OKLAHOMA CITY — Until late Wednesday night, Immanuel Quickleytrekked through life unaware that he was part of a wrecking crew. Once he learned it, a man who studies the game obsessively couldn’t quite put into words why he and three other New York Knicks eviscerate opponents whenever they play together.
When Quickley, Jalen Brunson, Josh Hart and Julius Randle share the floor — whether that fifth guy is Isaiah Hartenstein or Mitchell Robinson — the Knicks vaporize whoever stands in front of them. Yet, following Wednesday’s 129-120 loss to the Oklahoma City Thunder, Quickley couldn’t quite explain the dynamic.
“Maybe we just have good chemistry. I don’t know,” he said. “Maybe, we just connect. I don’t know. Good basketball players on the floor playing hard.”
But the news to those other than Quickley following the defeat, which dropped the Knicks to 17-13, wasn’t that New York may have a death lineup. Instead, head coach Tom Thibodeau chose to go away from it.

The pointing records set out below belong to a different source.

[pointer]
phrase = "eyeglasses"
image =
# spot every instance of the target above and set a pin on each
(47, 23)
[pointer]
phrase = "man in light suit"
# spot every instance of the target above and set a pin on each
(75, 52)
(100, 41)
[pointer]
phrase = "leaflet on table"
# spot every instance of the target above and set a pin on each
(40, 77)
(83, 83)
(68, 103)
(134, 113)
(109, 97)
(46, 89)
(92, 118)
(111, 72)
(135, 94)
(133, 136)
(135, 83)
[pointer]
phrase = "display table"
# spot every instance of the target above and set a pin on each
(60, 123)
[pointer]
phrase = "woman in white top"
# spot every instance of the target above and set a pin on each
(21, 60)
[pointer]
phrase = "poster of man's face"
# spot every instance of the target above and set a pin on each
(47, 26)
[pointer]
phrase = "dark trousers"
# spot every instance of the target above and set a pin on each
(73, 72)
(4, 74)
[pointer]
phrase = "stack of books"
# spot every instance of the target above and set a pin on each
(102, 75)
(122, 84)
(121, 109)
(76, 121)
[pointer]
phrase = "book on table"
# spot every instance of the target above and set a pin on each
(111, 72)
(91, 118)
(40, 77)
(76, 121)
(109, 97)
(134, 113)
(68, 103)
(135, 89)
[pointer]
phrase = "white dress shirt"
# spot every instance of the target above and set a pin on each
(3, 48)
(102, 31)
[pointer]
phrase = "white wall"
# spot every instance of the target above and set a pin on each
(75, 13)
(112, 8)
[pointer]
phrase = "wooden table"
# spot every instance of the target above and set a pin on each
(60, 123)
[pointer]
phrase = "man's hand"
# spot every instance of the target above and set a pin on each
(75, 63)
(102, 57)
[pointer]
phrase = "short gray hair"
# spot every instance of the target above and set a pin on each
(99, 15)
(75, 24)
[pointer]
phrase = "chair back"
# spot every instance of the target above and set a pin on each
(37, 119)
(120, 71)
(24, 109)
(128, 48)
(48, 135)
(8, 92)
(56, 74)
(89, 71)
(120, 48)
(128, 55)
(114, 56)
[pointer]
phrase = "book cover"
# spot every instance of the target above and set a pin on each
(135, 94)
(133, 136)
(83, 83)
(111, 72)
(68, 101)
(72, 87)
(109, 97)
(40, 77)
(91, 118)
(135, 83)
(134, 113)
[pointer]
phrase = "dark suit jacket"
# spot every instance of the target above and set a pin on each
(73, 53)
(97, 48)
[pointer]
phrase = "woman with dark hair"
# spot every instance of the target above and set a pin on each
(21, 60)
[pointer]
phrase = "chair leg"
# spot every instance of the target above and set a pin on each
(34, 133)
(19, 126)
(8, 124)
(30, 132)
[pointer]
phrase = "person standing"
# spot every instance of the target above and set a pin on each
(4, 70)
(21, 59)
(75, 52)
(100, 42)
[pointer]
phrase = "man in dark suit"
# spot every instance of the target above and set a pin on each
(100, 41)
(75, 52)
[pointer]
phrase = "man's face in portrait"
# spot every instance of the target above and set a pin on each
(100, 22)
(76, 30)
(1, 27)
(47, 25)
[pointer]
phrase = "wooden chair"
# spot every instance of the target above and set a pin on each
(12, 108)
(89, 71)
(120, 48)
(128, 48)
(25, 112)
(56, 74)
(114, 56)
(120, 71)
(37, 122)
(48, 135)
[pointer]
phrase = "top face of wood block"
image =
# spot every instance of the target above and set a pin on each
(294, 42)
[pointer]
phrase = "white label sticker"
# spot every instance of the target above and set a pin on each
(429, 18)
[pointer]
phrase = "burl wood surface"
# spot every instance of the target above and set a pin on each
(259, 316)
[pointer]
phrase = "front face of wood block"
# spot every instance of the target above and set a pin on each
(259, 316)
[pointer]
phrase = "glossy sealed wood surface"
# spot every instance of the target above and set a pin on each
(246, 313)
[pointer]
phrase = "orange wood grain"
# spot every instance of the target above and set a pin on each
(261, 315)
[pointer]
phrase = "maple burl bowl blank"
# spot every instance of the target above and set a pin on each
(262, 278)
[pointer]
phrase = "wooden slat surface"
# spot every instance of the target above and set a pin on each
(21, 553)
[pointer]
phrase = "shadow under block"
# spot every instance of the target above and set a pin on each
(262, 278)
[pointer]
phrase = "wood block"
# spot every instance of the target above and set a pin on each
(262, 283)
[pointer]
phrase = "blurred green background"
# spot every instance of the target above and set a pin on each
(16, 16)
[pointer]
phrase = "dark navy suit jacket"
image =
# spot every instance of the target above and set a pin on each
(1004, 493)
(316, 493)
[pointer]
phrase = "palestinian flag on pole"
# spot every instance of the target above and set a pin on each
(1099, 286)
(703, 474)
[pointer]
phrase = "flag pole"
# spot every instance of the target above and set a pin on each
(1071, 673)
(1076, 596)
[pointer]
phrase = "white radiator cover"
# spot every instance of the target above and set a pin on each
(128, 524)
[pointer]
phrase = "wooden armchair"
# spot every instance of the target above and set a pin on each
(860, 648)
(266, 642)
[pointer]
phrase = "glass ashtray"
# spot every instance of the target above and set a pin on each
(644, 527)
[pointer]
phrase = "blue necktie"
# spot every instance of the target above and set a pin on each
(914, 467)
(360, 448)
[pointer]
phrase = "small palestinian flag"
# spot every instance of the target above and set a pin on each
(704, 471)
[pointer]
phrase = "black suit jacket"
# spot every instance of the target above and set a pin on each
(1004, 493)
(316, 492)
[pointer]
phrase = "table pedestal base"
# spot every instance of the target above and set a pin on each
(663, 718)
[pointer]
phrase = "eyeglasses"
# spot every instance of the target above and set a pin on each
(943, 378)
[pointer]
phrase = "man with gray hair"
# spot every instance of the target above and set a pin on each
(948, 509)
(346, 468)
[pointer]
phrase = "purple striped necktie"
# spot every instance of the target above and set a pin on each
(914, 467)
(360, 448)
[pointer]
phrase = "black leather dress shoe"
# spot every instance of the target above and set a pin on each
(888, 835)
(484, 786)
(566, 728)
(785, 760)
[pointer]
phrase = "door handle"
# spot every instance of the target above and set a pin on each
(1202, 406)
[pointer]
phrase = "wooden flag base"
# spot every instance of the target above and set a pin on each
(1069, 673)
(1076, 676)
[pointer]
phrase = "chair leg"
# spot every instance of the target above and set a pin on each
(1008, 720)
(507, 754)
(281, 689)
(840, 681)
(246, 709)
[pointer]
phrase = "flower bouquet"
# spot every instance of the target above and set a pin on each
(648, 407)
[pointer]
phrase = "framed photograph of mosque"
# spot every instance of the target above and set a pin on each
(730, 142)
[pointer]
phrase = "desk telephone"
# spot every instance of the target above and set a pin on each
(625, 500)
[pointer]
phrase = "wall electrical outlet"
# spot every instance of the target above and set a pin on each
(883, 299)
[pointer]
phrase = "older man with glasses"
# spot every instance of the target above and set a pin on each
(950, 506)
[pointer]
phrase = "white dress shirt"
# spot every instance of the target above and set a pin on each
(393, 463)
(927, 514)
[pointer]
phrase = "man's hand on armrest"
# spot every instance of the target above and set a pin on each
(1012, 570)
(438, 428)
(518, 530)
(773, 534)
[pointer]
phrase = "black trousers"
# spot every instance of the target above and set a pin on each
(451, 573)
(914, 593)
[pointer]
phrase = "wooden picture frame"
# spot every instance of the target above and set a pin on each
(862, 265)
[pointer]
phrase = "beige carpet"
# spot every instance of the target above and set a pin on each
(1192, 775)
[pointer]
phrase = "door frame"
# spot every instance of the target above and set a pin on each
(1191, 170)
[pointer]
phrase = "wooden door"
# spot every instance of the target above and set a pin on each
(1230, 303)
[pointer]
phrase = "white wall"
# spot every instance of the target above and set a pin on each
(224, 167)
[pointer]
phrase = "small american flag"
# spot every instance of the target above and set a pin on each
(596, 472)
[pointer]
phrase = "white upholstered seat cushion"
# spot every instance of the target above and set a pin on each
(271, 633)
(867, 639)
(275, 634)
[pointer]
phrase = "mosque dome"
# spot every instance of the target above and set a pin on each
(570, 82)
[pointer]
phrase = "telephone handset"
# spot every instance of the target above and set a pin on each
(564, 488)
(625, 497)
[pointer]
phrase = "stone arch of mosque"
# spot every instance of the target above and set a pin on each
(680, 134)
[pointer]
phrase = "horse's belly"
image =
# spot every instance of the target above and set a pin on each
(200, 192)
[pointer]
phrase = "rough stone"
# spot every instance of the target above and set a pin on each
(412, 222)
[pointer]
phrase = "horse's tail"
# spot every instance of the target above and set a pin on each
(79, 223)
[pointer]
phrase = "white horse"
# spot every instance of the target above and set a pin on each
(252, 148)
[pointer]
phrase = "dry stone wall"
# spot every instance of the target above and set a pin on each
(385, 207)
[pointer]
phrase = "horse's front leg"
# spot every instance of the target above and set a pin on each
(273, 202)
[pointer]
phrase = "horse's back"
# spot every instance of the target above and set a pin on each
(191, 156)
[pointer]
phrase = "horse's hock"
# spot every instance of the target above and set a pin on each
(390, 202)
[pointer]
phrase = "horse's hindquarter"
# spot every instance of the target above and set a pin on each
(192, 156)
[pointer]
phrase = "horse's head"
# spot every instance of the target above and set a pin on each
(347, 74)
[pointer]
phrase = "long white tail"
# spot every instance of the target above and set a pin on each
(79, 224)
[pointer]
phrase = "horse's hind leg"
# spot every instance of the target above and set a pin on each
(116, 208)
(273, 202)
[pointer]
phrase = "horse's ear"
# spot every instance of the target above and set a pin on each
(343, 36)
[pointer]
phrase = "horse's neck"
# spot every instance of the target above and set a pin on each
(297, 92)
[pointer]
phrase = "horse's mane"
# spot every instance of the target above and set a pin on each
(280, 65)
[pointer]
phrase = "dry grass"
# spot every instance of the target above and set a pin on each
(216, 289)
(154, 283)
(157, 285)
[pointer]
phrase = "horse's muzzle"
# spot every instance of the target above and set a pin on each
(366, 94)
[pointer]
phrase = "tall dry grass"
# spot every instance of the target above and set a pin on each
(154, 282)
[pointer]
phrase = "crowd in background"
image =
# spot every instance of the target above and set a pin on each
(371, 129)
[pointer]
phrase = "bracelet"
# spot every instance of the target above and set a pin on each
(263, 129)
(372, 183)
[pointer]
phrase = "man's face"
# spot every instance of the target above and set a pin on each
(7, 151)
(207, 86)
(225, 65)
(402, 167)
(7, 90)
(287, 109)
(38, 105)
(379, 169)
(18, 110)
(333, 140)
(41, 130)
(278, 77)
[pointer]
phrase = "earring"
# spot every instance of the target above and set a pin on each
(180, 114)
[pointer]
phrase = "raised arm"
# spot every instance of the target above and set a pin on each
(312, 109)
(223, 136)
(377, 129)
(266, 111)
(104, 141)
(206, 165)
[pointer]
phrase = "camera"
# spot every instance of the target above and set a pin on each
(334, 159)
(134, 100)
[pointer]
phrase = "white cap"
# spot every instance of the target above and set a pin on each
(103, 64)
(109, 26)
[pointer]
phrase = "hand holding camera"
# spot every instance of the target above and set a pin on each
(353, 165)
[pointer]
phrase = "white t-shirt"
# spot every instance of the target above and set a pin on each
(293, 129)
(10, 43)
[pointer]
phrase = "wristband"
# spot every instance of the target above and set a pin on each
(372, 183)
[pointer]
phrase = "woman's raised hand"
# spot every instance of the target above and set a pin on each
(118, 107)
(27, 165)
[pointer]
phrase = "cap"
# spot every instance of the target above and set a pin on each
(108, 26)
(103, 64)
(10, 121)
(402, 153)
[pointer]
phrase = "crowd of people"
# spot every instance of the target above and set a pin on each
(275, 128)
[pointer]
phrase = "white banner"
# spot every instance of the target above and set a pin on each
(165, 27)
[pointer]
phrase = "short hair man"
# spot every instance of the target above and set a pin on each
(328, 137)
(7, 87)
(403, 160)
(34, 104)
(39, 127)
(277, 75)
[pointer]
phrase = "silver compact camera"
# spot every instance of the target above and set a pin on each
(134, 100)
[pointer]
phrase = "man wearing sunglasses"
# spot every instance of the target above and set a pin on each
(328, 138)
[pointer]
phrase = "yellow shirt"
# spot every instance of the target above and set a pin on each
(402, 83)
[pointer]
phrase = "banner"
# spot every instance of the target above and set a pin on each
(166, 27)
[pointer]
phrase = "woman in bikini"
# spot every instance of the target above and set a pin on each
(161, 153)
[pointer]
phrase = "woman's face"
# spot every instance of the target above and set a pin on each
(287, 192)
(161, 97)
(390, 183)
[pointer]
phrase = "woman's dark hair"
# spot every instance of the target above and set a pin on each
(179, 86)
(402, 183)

At times, deviating from the fearsome foursome has worked, such as on Monday, when Thibodeau subbed RJ Barrett in for Quickley with three and a half minutes to go in regulation, a controversial move, considering Quickley was firing flames from his fingertips — 20 points in 22 minutes on 7-of-10 shooting. Thibodeau justified the switch after the game, disclosing that he sent Barrett back in because of the 23-year-old’s length. And on that day, it worked.
Barrett, who was already in the midst of his best performance in a couple of weeks, played a strong defensive final few minutes, and the Knicks downed one of the league’s best squads, the Milwaukee Bucks. But when a nearly identical scenario played out two days later, the results were far from equivalent.
With 4 minutes to go in the loss to the Thunder and the Knicks down seven, Thibodeau once again pulled Quickley, who was once again on a scoring binge: once again 7 of 10 with 22 points this time in 25 minutes. And once again after the game, Thibodeau said that Barrett gave the defense more length, which helped in this case because the Knicks were switching more than they usually do against Oklahoma City’s dearth of wings.
AKA Thibs really doesn’t want to play Brunson and IQ together longterm for defensive reasons.